Kubernetes Pentesting: Cluster Attacks and Production Hardening

Kubernetes dominates container orchestration in production. Any company that has migrated to a cloud native architecture ends up, sooner or later, managing one or more K8s clusters, either self-hosted on owned machines or consumed as a managed service like EKS, GKE, AKS or OpenShift. That ubiquity turns the cluster into one of the most sensitive assets in the organization: if an attacker compromises the control plane, they inherit every application, every secret and, often, the underlying cloud identity too.

Kubernetes security breaks down into four overlapping layers: cluster, pod, image and supply chain. A serious pentest has to traverse all four and understand how they influence each other, because a single flaw in one layer, for example an over-privileged service account or a base image with unpatched CVEs, is enough for the attacker to pivot into everything else.

The essentials: Kubernetes pentesting is not port scanning the API Server. It is reviewing RBAC, network policies, pod security, secrets, image supply chain, runtime defense and, in managed clusters, cloud identity federation. Without those seven fronts covered, the cluster is indefensible.

Why K8s pentesting is different

A Kubernetes pentest does not look like auditing a monolithic server, nor like a pure cloud pentest, although it shares components with both. The key difference comes from three factors.

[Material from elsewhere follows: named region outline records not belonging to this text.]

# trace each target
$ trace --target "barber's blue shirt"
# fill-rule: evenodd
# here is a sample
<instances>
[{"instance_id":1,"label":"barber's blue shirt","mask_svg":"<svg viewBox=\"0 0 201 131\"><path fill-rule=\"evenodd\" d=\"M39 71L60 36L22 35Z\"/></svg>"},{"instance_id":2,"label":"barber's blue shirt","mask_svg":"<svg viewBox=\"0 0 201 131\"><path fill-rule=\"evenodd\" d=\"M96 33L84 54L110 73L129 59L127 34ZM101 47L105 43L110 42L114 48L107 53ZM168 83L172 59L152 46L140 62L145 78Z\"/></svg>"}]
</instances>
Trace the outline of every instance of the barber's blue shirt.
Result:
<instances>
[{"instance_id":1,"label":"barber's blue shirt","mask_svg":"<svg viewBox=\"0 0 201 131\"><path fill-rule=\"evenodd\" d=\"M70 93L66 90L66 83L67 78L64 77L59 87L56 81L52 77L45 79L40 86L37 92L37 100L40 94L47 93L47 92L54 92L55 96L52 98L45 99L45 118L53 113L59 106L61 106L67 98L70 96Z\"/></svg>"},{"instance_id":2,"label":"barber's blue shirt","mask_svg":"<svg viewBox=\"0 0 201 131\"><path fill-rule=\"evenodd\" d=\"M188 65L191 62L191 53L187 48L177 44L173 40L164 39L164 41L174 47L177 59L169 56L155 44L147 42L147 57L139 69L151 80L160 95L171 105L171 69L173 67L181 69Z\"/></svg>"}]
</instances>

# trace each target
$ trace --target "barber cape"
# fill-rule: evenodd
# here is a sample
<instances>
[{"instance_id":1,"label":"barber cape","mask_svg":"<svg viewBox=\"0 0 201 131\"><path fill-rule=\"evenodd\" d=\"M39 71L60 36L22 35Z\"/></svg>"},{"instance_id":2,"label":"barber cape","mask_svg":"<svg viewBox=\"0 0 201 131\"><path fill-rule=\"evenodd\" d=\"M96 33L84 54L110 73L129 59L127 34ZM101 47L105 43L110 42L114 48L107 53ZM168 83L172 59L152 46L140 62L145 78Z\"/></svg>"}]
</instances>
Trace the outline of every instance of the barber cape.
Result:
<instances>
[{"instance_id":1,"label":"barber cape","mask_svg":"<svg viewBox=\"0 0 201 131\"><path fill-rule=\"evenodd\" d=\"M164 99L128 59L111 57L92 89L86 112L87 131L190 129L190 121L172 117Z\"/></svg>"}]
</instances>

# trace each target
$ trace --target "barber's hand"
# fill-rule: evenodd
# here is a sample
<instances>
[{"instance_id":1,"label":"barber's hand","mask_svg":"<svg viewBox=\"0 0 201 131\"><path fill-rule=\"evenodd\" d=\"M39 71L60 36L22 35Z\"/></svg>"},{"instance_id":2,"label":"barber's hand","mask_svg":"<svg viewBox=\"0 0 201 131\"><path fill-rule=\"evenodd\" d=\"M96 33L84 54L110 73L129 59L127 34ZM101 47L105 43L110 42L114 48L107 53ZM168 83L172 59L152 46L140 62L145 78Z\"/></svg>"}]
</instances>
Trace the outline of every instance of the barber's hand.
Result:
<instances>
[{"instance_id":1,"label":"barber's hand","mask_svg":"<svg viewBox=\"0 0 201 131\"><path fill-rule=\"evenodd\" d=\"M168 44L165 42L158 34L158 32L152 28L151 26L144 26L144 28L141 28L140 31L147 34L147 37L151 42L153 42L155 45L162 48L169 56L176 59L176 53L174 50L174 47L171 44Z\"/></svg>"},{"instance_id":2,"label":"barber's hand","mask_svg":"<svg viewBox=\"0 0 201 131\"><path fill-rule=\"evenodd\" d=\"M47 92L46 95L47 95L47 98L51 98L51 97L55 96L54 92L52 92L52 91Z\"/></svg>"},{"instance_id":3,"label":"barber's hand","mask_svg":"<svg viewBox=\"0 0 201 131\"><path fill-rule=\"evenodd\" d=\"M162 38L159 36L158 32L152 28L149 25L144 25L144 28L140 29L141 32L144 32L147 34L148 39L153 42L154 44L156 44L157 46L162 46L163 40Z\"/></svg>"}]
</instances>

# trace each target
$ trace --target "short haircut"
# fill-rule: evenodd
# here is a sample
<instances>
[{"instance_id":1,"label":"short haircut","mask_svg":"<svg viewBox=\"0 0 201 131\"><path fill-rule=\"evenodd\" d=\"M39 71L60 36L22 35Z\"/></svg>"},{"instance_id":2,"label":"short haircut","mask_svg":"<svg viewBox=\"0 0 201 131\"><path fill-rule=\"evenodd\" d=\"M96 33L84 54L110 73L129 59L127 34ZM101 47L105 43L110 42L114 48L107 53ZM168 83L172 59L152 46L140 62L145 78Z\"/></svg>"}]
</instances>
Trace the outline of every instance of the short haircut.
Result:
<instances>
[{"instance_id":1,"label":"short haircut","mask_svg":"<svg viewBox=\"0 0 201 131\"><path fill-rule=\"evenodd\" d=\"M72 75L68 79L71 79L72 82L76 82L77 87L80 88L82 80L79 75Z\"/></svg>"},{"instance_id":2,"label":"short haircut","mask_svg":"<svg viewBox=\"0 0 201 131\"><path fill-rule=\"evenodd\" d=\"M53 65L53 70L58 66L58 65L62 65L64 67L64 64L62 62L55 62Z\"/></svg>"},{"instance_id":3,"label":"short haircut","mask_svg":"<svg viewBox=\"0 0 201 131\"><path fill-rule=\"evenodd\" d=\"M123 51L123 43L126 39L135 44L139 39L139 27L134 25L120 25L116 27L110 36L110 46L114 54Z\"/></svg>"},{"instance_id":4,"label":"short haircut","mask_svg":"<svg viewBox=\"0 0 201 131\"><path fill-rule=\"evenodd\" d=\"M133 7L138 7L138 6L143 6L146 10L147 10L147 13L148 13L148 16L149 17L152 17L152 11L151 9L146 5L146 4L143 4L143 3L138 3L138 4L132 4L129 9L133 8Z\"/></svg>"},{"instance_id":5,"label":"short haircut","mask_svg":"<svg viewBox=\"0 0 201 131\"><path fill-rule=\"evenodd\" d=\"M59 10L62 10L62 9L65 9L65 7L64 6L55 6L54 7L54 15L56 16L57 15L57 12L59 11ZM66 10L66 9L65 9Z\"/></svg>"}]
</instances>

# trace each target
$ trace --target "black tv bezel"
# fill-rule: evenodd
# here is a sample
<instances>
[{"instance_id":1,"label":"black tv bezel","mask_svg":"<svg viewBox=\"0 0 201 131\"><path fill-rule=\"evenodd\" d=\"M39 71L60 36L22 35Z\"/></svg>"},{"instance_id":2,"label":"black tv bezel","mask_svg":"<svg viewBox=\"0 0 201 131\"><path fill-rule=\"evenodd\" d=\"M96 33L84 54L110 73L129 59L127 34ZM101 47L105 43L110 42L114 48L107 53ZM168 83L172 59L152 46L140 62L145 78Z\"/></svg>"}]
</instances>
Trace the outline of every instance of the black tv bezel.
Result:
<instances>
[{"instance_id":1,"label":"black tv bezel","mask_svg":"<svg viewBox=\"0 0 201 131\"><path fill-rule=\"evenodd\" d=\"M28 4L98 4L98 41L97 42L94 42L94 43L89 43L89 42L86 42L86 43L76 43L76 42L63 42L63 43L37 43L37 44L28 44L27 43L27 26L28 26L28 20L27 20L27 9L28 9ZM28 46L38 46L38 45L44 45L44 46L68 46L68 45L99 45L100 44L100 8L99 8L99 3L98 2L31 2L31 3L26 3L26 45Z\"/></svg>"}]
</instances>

The first is the distributed surface. A cluster has dozens of components talking to each other on the internal network (API Server, etcd, kubelet, kube-proxy, controller-manager, scheduler, plus worker nodes and add-ons). Each one exposes different endpoints, credentials and authentication mechanisms. Attacking K8s means understanding that map and finding the weak link, not scanning a single host.

The second is insecure defaults. Kubernetes prioritizes ease of deployment over security by default. Service accounts mount automatically into every pod, namespaces have no network policies, pods can run as root, images are pulled without signature verification. If no one applies explicit hardening, the cluster is born exposed. Recent versions have tightened some defaults (Pod Security Admission replacing PodSecurityPolicy, for instance), but the inertia of inherited configurations weighs heavy.

The third is RBAC complexity. Role-Based Access Control in K8s has enormous granularity: roles and cluster roles, verbs, resources, subresources, namespaces. Teams under delivery pressure end up assigning cluster-admin or equivalent roles to CI/CD pipelines, operators and application service accounts. Every one of those accesses is a doorway into the entire cluster.

Components and attack surface

The API Server is the central point. It receives every request, validates authentication and authorization, and persists state in etcd. Exposed to the Internet without authentication or with bypass flags like --anonymous-auth=true, it is equivalent to handing over the keys to the cluster. Typical ports are 6443 (HTTPS) and, on misconfigured clusters, 8080 without encryption.

etcd stores all configuration and all secrets. If it is unencrypted at rest or reachable over the network without mTLS, an attacker with access to the nodes can read every secret without going through the API Server. Default ports are 2379 (client) and 2380 (peer).

kubelet runs on every node and executes pods. It exposes an API on port 10250 that, without proper TLS authentication, lets an attacker run arbitrary commands inside any pod on the node. The old read-only port 10255 is no longer enabled by default, but it still shows up on legacy clusters.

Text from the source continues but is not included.